Children and mothers wanted professionals to talk to children directly and engage them in safety planning. Professionals, on the other hand, preferred to engage with children via the parent – and did not perceive children exposed to domestic violence as patients or clients in their own right. Also, professionals were not happy with existing safety guidelines and practices for children and mothers exposed to domestic violence. These elements are certainly subjects for future research and training.

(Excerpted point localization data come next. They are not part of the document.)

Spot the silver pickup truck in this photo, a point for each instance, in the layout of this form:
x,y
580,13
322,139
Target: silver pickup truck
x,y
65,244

Given the scale of the problem, and the long-term emotional, behavioural and physical impacts on children, we hope that the results of this study can form the basis of new, internationally agreed guidelines.
Our research findings have already been used to inform point-of-care responses to adults and children in Canada’s VEGA (Violence, Evidence, Guidance, Action) Project. That program is already developing the “Recognising and Responding Safely to Family Violence” Handbook for health and social care professionals.
And we hope our evidence will inspire development of professional training and resources elsewhere – so that front line practitioners feel better equipped to appropriately and safely respond directly to the needs of children. Too many children’s lives and futures could depend upon it.